Le précompte professionnel non retenu est il toujours un avantage de toute nature dans le chef du bénéficiaire des rémunérations ?
Article du 11/06/2011
1°) Le contexte :
Le sujet commence à se faire connaître de plus en plus.
Une société alloue des rémunérations à un de ses dirigeants et ne retient pas le précompte.
Le précompte est calculé par l'Administration et enrôlé.
Cette retenue doit elle, systématiquement, être ajoutée à la rémunération perçue au titre d'avantage de toute nature ?
2°) Est-ce le hasard des choses, mais beaucoup de décisions ont été rendues quant à cette problématique récemment.
Il s'agit des jugements et arrêts suivants : Civ. Liège 3 mars 2010 (rôle 00/2991/A), Appel Liège (13 janvier 2010, commenté dans Fiscalnet, Brèves du 17 juin 2010), Civ Mons (7 octobre 2010, rôle 02/538/A).
Dans ces trois décisions, la juridiction saisie déclara la retenue du précompte professionnel obligatoire.
On s'en doutait.
Se posa donc la question suivante :
Le précompte professionnel non retenu et enrôlé par l'Administration est il un avantage de toute nature dans le chef du dirigeant ?
3°) La position des juridictions.
Après avoir rappelé que la retenue d'un précompte professionnel est obligatoire, les deux juridictions confrontées au problème de l'ajout à la rémunération du précompte non retenu ont répondu que oui.
La décision la plus référencée est celle de Mons.
4°) Commentaires :
Il nous semble que les Cours et Tribunaux ayant à trancher cette problématique vont un peu vite en besogne.
En effet, il semblerait que oui dès facto : il faut ajouter le précompte.
Les Cours et Tribunaux se basent sur un arrêt de la Cour de Cassation du 16 janvier 1992 (R.G n° F1124F) selon laquelle :
« Attendu que, d'une part, de la première de ces considérations (de la Cour d'Appel), il ne saurait légalement se déduire que le montant du précompte professionnel n'entre pas en ligne de compte pour la détermination de la base imposable;
Attendu que, d'autre part, en vertu des articles 26, alinéa 2, 2°, du Code des impôts sur les revenus, modifié par l'article 5 de la loi du 8 août 1980 relative aux propositions budgétaires 1979-1980, et 27, alinéa 1er, alinéa 2, 2°, de ce code, les rémunérations taxables au titre de revenus professionnels comprennent notamment les avantages de toute nature que l'administrateur obtient en raison ou à l'occasion de l'exercice de son mandat. »

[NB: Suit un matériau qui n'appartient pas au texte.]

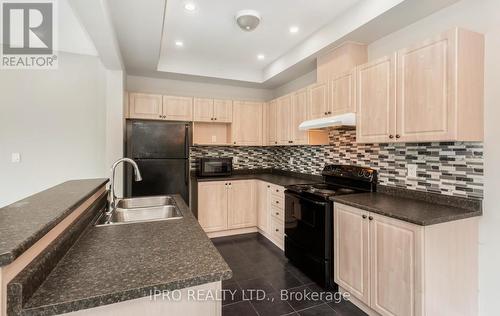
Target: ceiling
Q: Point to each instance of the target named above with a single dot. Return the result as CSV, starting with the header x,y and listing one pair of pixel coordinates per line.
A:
x,y
214,45
215,50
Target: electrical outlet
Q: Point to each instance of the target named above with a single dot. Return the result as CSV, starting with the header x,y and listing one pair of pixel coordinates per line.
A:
x,y
16,157
411,171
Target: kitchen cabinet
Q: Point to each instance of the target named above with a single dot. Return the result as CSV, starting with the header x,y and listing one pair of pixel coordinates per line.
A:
x,y
145,106
376,111
299,115
210,110
247,127
271,121
223,111
212,205
437,89
284,116
396,268
318,100
242,204
342,93
225,205
177,108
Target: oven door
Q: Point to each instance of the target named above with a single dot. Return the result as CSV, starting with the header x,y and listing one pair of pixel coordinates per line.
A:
x,y
308,224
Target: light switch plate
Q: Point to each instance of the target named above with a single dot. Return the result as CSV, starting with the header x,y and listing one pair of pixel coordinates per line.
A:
x,y
16,157
411,171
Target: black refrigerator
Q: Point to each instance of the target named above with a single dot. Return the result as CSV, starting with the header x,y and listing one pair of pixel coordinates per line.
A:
x,y
161,150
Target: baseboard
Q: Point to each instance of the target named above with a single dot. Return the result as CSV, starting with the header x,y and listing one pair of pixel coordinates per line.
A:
x,y
231,232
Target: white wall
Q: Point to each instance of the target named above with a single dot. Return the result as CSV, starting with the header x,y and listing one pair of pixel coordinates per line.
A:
x,y
482,16
55,119
196,89
294,85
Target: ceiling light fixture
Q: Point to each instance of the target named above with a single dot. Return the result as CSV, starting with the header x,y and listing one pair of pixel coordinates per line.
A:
x,y
190,6
248,20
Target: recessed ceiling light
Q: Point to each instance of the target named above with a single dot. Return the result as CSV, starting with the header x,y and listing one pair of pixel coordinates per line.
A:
x,y
190,6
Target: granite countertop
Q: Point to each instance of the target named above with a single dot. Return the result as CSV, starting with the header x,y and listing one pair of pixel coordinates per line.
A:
x,y
282,178
23,223
407,209
116,263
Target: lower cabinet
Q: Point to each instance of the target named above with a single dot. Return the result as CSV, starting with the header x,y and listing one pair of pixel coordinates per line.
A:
x,y
397,268
229,206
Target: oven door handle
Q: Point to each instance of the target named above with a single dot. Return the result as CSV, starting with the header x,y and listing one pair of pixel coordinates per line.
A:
x,y
297,196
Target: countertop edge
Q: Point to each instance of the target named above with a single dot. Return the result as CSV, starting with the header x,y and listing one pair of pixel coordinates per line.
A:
x,y
10,256
434,221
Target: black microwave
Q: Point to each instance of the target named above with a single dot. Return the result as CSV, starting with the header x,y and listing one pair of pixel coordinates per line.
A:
x,y
215,167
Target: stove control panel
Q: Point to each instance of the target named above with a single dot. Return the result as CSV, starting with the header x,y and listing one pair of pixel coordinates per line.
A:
x,y
353,172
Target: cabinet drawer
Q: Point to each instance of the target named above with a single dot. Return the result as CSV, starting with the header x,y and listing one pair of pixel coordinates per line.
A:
x,y
277,201
278,213
277,229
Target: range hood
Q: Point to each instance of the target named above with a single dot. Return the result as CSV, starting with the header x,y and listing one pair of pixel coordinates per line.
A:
x,y
347,120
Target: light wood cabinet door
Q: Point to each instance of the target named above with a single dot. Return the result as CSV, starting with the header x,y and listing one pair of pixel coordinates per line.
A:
x,y
247,124
262,206
178,108
242,206
203,110
342,93
272,122
284,115
375,99
212,205
318,100
426,108
223,111
145,106
299,115
395,266
351,251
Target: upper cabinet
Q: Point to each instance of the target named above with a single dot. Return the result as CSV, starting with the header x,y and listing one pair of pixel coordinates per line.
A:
x,y
178,108
247,127
376,101
271,122
318,100
342,93
145,106
438,92
210,110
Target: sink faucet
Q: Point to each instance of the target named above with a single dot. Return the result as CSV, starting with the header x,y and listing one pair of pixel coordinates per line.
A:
x,y
111,194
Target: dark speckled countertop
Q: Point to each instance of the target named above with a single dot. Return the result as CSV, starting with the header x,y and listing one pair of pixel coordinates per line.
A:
x,y
282,178
23,223
115,263
411,210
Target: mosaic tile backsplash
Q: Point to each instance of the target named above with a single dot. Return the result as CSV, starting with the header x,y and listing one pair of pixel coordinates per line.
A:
x,y
451,168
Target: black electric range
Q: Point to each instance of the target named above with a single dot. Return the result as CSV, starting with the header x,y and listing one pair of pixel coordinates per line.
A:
x,y
309,218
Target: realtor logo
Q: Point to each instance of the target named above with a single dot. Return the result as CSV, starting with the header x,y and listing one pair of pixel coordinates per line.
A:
x,y
28,35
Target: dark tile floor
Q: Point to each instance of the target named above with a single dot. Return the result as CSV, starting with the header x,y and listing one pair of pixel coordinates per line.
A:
x,y
258,264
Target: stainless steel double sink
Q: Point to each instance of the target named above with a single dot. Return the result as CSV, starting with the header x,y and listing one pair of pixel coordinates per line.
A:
x,y
141,209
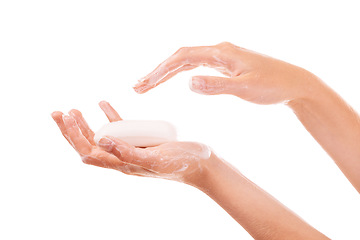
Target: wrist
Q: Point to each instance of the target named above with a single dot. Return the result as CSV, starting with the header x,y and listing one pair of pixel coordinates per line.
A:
x,y
204,175
309,89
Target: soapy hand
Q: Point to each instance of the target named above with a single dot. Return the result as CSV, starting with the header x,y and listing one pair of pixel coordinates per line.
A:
x,y
180,161
251,76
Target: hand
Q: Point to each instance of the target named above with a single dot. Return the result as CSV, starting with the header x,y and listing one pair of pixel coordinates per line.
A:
x,y
180,161
251,76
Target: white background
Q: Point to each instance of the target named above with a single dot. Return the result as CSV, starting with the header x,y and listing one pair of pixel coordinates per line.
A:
x,y
58,55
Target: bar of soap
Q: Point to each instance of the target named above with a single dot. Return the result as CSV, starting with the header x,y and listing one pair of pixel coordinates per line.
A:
x,y
139,133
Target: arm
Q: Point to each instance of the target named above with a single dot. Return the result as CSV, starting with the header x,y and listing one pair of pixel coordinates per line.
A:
x,y
334,125
194,164
262,216
264,80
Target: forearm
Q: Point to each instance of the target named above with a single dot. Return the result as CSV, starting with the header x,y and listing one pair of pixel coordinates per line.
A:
x,y
262,216
334,124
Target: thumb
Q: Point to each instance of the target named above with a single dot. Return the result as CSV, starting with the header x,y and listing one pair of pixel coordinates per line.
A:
x,y
211,85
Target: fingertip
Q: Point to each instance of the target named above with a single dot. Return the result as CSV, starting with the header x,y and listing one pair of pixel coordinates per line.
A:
x,y
106,143
75,112
56,115
103,103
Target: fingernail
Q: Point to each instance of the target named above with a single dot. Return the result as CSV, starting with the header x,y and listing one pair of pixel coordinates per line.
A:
x,y
106,144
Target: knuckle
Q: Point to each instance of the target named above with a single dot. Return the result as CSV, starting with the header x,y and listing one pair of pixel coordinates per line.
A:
x,y
85,159
225,44
183,50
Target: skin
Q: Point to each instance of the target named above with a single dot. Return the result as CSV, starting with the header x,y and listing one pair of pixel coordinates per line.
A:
x,y
264,80
194,164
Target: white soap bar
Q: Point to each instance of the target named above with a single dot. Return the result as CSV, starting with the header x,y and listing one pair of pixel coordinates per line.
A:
x,y
139,133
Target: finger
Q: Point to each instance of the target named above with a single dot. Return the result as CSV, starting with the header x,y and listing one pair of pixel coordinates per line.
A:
x,y
211,85
109,111
76,138
84,127
127,153
58,118
104,159
183,59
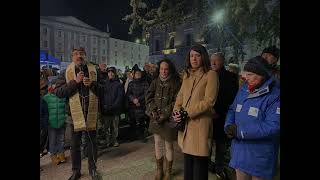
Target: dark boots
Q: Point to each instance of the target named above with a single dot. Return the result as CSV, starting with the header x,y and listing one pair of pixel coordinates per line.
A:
x,y
75,175
167,175
159,171
94,174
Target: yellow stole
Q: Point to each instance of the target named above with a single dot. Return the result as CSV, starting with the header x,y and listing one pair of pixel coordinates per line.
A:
x,y
75,106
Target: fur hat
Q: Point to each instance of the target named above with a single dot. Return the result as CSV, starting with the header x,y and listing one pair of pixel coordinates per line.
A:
x,y
258,66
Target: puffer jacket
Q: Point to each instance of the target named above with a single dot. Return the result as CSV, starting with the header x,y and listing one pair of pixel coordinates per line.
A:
x,y
137,88
254,150
43,114
56,109
160,98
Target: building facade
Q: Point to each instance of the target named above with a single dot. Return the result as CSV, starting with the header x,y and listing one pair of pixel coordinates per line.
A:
x,y
60,34
124,53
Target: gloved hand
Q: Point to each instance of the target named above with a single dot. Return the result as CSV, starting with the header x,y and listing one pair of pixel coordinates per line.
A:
x,y
231,131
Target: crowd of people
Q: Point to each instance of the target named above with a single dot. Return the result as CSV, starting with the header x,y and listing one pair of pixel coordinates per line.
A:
x,y
205,108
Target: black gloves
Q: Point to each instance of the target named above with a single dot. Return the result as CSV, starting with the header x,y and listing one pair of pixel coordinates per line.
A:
x,y
231,131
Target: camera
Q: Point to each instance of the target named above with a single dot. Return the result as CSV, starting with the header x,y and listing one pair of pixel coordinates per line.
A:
x,y
179,125
84,68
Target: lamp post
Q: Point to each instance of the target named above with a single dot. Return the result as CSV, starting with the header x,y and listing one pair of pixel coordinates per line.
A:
x,y
218,20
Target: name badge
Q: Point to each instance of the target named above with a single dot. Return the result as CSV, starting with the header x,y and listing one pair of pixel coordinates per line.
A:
x,y
239,107
253,111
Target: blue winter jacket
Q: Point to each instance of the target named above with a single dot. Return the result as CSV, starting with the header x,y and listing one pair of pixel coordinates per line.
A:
x,y
254,150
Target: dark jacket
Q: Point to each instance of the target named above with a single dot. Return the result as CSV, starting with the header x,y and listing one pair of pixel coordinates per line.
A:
x,y
44,115
137,88
228,88
160,98
66,90
112,97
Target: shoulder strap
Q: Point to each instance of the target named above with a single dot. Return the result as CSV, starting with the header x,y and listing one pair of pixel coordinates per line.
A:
x,y
193,87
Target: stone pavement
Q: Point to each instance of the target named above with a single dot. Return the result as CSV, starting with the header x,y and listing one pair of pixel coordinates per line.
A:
x,y
130,161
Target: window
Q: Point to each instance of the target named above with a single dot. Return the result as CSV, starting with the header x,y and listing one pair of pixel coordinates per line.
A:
x,y
157,45
171,44
60,46
45,44
45,31
83,38
188,40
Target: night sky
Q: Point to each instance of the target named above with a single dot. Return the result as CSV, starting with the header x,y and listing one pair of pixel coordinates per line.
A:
x,y
97,13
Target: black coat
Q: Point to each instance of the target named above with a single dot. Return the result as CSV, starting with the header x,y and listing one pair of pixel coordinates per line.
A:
x,y
112,97
137,89
228,88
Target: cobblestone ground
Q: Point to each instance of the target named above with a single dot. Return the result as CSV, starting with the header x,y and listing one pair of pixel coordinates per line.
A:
x,y
130,161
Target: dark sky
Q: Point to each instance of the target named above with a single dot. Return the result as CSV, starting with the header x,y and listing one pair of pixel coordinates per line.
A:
x,y
97,13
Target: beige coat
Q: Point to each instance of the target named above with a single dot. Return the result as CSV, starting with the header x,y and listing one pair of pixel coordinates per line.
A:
x,y
197,136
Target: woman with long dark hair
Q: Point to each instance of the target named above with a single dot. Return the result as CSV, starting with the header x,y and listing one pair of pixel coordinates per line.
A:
x,y
160,99
196,97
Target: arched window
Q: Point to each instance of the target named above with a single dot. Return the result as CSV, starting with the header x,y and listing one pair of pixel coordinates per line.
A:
x,y
171,44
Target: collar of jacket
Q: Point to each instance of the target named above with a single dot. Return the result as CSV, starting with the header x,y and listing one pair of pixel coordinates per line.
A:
x,y
264,89
197,72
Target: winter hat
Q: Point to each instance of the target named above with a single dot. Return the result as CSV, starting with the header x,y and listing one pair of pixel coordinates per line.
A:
x,y
136,67
52,80
258,66
272,50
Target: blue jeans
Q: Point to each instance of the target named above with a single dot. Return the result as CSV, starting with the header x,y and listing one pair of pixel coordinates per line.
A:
x,y
56,140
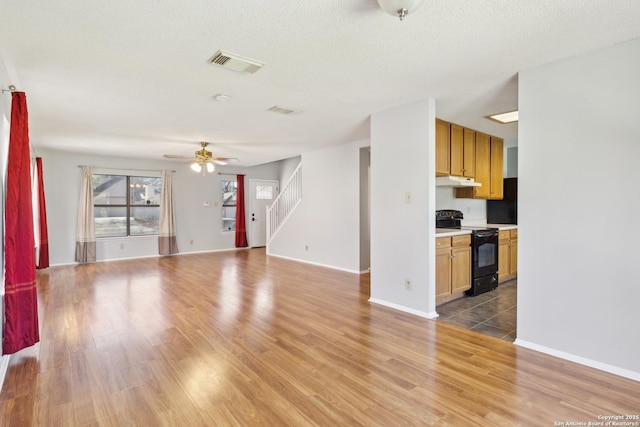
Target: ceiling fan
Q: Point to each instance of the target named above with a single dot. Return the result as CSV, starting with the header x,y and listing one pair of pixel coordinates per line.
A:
x,y
203,160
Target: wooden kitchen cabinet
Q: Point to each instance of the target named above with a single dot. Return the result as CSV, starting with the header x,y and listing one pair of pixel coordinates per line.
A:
x,y
507,255
469,155
496,190
489,166
453,267
455,150
443,148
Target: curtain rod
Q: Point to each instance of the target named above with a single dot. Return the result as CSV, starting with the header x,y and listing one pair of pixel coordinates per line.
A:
x,y
128,169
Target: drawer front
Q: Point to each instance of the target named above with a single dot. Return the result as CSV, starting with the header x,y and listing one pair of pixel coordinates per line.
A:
x,y
443,242
464,240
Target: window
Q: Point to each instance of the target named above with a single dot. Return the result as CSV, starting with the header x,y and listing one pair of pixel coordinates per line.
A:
x,y
126,205
229,197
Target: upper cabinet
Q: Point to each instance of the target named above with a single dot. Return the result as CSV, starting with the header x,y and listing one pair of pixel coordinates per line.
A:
x,y
455,150
488,168
497,168
443,148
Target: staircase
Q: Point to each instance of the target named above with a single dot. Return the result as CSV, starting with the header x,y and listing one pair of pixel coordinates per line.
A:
x,y
284,204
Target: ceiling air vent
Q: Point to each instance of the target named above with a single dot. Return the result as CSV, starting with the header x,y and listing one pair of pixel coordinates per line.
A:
x,y
235,62
282,110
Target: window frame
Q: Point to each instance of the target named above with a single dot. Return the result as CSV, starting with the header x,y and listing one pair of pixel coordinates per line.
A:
x,y
223,218
128,206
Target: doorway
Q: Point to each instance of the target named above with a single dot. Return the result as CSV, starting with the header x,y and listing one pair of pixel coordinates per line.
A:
x,y
262,193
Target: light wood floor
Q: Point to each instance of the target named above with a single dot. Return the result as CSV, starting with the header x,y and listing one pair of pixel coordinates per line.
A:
x,y
241,339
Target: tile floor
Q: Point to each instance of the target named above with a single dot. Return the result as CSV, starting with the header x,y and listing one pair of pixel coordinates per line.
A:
x,y
492,313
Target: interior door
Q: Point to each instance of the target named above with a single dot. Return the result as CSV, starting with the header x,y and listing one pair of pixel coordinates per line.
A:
x,y
263,192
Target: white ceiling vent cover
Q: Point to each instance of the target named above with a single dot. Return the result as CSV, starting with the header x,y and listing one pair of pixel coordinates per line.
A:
x,y
282,110
235,62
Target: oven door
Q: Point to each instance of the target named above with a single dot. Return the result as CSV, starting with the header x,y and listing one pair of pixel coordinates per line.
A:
x,y
484,245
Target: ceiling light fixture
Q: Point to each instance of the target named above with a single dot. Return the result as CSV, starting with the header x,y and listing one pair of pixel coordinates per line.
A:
x,y
399,8
504,118
202,166
222,97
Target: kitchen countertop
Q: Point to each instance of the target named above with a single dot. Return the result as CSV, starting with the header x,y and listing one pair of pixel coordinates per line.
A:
x,y
448,232
503,226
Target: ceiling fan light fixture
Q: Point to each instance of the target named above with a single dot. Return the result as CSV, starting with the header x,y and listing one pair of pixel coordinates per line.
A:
x,y
504,118
400,8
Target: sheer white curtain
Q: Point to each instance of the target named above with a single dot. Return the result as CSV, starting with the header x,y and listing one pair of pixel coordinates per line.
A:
x,y
86,229
167,242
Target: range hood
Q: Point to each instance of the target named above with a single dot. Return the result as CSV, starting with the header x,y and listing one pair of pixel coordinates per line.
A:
x,y
456,181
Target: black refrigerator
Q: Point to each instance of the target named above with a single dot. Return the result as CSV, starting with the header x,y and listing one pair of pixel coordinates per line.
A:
x,y
505,211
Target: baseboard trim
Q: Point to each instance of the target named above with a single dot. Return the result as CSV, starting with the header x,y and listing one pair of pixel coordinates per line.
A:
x,y
426,315
333,267
4,365
580,360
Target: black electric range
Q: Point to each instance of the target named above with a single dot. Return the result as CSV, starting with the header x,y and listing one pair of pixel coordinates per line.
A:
x,y
484,251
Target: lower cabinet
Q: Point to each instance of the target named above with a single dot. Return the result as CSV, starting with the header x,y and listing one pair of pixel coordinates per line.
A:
x,y
507,255
453,267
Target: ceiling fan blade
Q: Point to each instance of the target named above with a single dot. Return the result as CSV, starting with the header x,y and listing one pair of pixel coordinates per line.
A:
x,y
172,156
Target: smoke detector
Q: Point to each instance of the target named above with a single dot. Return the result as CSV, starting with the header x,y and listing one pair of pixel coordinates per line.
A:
x,y
236,62
283,110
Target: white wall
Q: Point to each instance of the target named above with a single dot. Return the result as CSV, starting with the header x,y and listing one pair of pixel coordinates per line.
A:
x,y
403,234
194,222
579,147
287,167
324,228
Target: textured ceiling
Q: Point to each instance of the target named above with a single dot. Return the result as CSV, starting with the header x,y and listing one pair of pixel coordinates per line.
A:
x,y
132,77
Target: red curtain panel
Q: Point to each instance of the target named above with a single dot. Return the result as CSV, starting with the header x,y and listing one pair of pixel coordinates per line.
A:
x,y
43,246
20,298
241,228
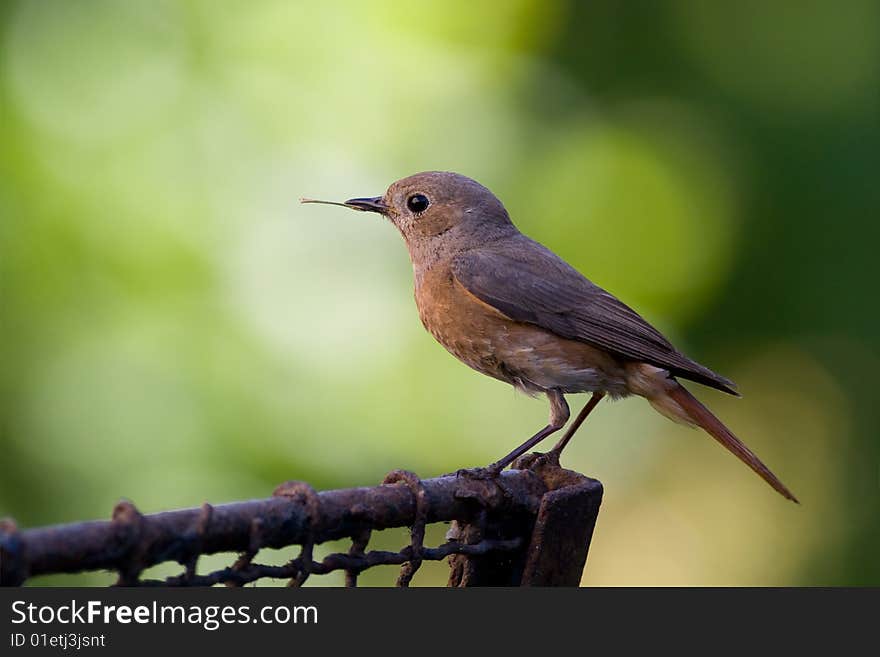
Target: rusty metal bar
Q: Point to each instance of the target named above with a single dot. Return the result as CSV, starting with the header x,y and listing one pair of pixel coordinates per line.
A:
x,y
496,518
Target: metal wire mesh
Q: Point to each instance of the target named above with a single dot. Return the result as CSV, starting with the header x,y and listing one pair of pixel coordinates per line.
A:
x,y
527,526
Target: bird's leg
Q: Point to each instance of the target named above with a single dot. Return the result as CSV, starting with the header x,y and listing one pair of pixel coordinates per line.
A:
x,y
578,421
559,415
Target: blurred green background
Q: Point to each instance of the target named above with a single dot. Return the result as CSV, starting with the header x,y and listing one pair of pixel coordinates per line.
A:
x,y
175,328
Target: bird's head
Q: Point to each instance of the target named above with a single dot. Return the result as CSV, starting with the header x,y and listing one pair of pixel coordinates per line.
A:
x,y
438,211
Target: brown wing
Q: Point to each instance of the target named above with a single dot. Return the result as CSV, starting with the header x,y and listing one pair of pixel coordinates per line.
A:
x,y
531,284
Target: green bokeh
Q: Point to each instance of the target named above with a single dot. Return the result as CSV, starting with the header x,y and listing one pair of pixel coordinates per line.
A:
x,y
175,328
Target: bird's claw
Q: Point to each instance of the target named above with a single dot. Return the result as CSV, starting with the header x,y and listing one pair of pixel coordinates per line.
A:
x,y
481,474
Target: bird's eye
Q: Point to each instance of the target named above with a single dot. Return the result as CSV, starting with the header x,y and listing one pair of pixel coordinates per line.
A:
x,y
417,203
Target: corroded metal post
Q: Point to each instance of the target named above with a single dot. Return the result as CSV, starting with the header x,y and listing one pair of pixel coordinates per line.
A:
x,y
561,530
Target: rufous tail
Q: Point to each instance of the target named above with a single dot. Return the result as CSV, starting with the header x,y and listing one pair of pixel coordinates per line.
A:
x,y
703,417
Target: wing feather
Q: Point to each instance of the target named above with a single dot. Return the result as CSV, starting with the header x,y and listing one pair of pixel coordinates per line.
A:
x,y
535,286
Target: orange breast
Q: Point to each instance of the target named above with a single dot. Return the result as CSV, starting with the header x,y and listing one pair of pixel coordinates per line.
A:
x,y
523,355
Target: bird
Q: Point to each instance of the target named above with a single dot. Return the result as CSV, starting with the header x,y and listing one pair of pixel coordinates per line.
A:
x,y
510,308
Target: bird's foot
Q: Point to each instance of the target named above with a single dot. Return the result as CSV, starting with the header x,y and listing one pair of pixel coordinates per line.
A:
x,y
481,473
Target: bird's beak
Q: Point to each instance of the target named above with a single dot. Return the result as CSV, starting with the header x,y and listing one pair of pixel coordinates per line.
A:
x,y
374,204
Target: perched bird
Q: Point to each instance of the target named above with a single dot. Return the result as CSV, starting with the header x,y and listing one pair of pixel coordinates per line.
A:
x,y
510,308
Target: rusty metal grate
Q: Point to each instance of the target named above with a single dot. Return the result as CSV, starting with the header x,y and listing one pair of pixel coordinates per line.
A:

Admettons que la société ne conteste pas l'obligation de payer le précompte professionnel et qu'elle l'indique au débit du compte courant de son dirigeant, il ne peut plus être question d'avantage de toute nature.
La société ne supporte pas dans ce cas le précompte.
5°) En conclusions :
Nous ne conseillons pas à un dirigeant ou à sa société de contester la retenue du précompte, c'est perdu d'avance, mais de directement l'acter dans sa comptabilité par exemple par l'écriture :
« « Courant gérant à
Précompte à payer ».
Ceci aura pour effet que la progressivité de l'impôt n'aura aucune incidence lors du calcul de la cotisation définitive (c'est-à-dire, après imputation du précompte) dans le chef du dirigeant puisque le précompte ne devra pas être ajouté à sa rémunération.
En quelque sorte, comme la guerre de Troie, l'impôt sur l'impôt n'aura pas lieu !
Notons que dans une très vieille circulaire de l'année 1980, cette possibilité est prévue par l'Administration elle-même. Elle est disponible dans le Bull. Contrib. de cette même année.